Sunday 9 August 2020

Three nasty netcode bugs we fixed around Blightbound's launch

In the weeks before and after the Early Access launch of our new game Blightbound we've been fixing a lot of bugs, including 3 very stubborn netcode bugs. They weren't any fun while we were looking for them for days, but now that we've found and fixed these they're actually quite intriguing. So today I'd like to share 3 of the more interesting bugs I've seen in the past few years.
While these bugs mostly say something about issues in our code, I think they're also nice examples of how complex low level netcode is, and how easy it is to make a mistake that's overlooked for years, until a specific circumstance makes it come to the surface. All three of these bugs were also in the code of our previous game Awesomenauts, but none of them actually occurred there due to the different circumstances of an Awesomenauts match compared to a Blightbound party.

The one thing all three of these bugs have in common is that they were very hard to reproduce. While they happened often enough to be game-breaking, they rarely happened in testing. This made them very hard to find. For the first two we found a way to reproduce them after a lot of experimenting, while for the final one we never got it ourselves until we had figured out the solution and knew exactly how to trigger it. Finding that one without being able to see it was some solid detective work by my colleague Maarten.

Endless loading screens number 1

This bug occasionally caused clients to get stuck in the loading screen forever. After adding additional logging we saw that the client never received the HostReady message. This is a message that the host sends to the clients to let them know that loading is done and they should get into the game. The client was forever waiting for that HostReady message. Upon further investigation it turned out that the host did actually send the message, but the client received it and then threw it away as irrelevant. Why was that? 

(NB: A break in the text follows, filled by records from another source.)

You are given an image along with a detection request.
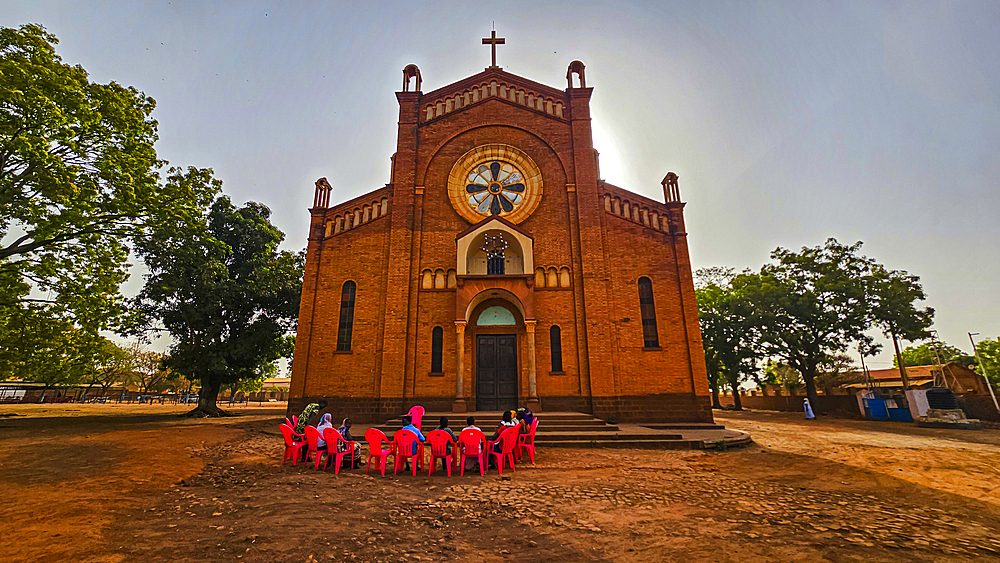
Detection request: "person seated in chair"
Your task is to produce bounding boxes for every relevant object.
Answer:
[392,414,427,470]
[490,411,517,463]
[462,416,483,471]
[462,416,483,432]
[316,413,333,452]
[295,399,326,434]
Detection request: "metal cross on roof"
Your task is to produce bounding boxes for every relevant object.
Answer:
[483,29,504,68]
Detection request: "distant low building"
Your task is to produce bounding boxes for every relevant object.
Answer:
[249,377,292,402]
[839,362,989,395]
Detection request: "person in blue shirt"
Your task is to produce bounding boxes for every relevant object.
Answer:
[392,414,427,458]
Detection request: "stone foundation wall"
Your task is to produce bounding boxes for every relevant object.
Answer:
[588,393,714,422]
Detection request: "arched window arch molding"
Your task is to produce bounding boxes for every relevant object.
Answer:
[431,326,444,374]
[638,276,660,348]
[549,325,564,373]
[337,280,358,352]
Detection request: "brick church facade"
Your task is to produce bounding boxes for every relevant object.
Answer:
[289,54,712,421]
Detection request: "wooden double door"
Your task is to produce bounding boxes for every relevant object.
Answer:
[476,334,517,411]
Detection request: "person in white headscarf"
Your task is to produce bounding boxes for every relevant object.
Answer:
[316,413,333,450]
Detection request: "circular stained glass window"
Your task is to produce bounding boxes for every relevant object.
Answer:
[465,161,524,215]
[448,143,542,225]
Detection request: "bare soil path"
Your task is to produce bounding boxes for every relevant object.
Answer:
[0,408,1000,562]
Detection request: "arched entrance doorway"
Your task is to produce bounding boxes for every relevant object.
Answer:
[471,298,524,411]
[453,288,541,412]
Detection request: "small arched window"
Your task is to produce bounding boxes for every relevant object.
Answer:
[639,276,660,348]
[431,326,444,373]
[337,280,358,352]
[549,325,562,373]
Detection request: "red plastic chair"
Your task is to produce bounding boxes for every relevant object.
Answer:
[406,405,424,432]
[323,428,354,473]
[365,428,394,477]
[427,430,458,477]
[306,426,327,469]
[517,418,538,465]
[392,430,424,477]
[486,426,518,475]
[278,424,307,465]
[458,428,486,477]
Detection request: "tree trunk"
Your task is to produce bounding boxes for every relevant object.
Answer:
[708,377,722,409]
[184,378,229,418]
[729,380,743,411]
[889,330,910,391]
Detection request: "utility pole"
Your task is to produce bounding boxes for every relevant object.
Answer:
[889,330,910,391]
[969,332,1000,413]
[858,347,872,391]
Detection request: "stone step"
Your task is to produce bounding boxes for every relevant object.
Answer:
[535,432,684,444]
[641,422,726,430]
[378,421,621,434]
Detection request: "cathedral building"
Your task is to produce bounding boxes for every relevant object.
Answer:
[289,40,712,422]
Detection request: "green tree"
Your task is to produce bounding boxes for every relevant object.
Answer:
[868,264,934,389]
[892,342,976,369]
[764,360,802,393]
[0,25,207,379]
[84,337,135,397]
[816,354,858,395]
[695,268,759,410]
[733,238,874,410]
[136,169,303,416]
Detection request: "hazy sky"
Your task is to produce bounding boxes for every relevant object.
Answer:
[0,0,1000,367]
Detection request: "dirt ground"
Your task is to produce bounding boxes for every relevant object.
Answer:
[0,405,1000,562]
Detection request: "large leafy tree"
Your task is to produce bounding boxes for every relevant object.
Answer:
[84,337,136,397]
[733,238,875,410]
[868,264,934,389]
[0,25,208,379]
[136,169,303,416]
[695,268,759,410]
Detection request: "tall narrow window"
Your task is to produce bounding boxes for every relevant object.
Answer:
[337,281,358,352]
[431,326,444,373]
[549,325,562,373]
[639,277,660,348]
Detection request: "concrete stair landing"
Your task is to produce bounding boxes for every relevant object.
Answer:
[376,412,751,450]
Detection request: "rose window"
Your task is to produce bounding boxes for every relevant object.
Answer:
[465,161,524,215]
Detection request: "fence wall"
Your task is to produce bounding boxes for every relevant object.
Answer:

To answer that question, I need to give some background information. An issue with the internet is that it's highly unreliable. Packets can be lost altogether and they can also come in out-of-order or come in very late. One odd situation this can cause, is that a message from a previous level can come in once you're already in the next level, especially if loading times are very low. Applying a message from the previous level to the next level can cause all kinds of weird situations, so we need to recognise such an outdated message and throw it away. We do this with a simple level ID that tells us which level the message belongs to. If we get a message with the wrong level ID, we discard it.

That's simple enough, but we saw that both client and host were in the loading screen for the next level. Why then would the client discard the HostReady message as being from the wrong level? The reason turned out to be in our packet ordering system. Some messages we want to process in the order in which they are sent. So if one message goes missing, we store the ones after it and don't process them until the previous missing one is received and handled.

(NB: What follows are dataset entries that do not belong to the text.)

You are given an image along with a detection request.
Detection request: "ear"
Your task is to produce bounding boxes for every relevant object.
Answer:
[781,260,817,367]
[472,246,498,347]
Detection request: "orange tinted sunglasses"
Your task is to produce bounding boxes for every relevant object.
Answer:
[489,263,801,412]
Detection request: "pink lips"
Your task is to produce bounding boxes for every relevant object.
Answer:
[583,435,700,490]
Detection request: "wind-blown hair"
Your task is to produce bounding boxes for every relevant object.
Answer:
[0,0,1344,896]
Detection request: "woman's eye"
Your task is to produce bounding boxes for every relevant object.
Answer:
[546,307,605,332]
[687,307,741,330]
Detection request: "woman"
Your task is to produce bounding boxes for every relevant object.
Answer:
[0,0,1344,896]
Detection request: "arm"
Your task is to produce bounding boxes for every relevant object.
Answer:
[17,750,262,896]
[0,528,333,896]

The bug turned out to be in that specific piece of code: the stored messages didn't store their level ID. Instead, when they were released, we used the level ID for the message that had just come in. This went wrong when a message from the previous level went missing and came in a second or two too late. By that time the HostReady message had already been received, but had been stored since it needed to be processed in order. Since the level ID from the previous room was used for all out-of-order messages, the HostReady message was processed as if it came from the previous room. Thus it was discarded.

I imagine reading this might be mightily confusing, so hopefully this scheme helps explain what went wrong:

Once we had figured this out, the fix was simple enough: store the level ID with each message that is stored for later processing, so that we know the correct level ID  when we get to it.

Endless loading screens number 2

The second loading screen bug we had around that time had a similar cause, but in a different way. When a client is done loading, it tells the host so in a ClientReady message. The host needs to wait for that. Similar to the bug I described above, the ClientReady message was received but discarded because it was from the wrong level. The cause however was a different one.

Sometimes the client starts loading before the host, for whatever reason. Since loading times between levels are very quick in Blightbound, the client can be done loading before the host starts loading. Once the client is done loading, it sends the ClientReady message. However, if the host isn't loading yet and is still in the previous room, then it discards the ClientReady message because it's from the wrong room. A moment later the host starts loading and when it's done loading, it starts waiting for the ClientReady message. Which never comes because it was already received (and discarded).

Here too the solution was pretty straightforward. We first changed the level ID to be incremental (instead of random) so that we can see in the level ID whether an incorrect message is from the next or the previous room. If it's from the previous room, we still discard the message. But if the message is from the next room, we store the message until we have also progressed to that room, and then process it.

The big desync stink

The final netcode bug I'd like to discuss today is rather painful, because unlike the others it still existed at launch. In fact, we didn't even know about it until a day after release. Once we knew it existed it still took us days to find it. In the end this one was fixed in update 0.1.2, six days after launch.

So, what was the bug? What players reported to us was that randomly occasionally the connection would be lost. In itself this is something that can happen: the internet is a highly unreliable place. However, it happened way too often, but never when we tried to reproduce it, not even with simulated extremely bad connections. Also, we have code that recognises connection problems, but this bug didn't trigger that code, so the game thought it was still connected and kept playing, with very odd results.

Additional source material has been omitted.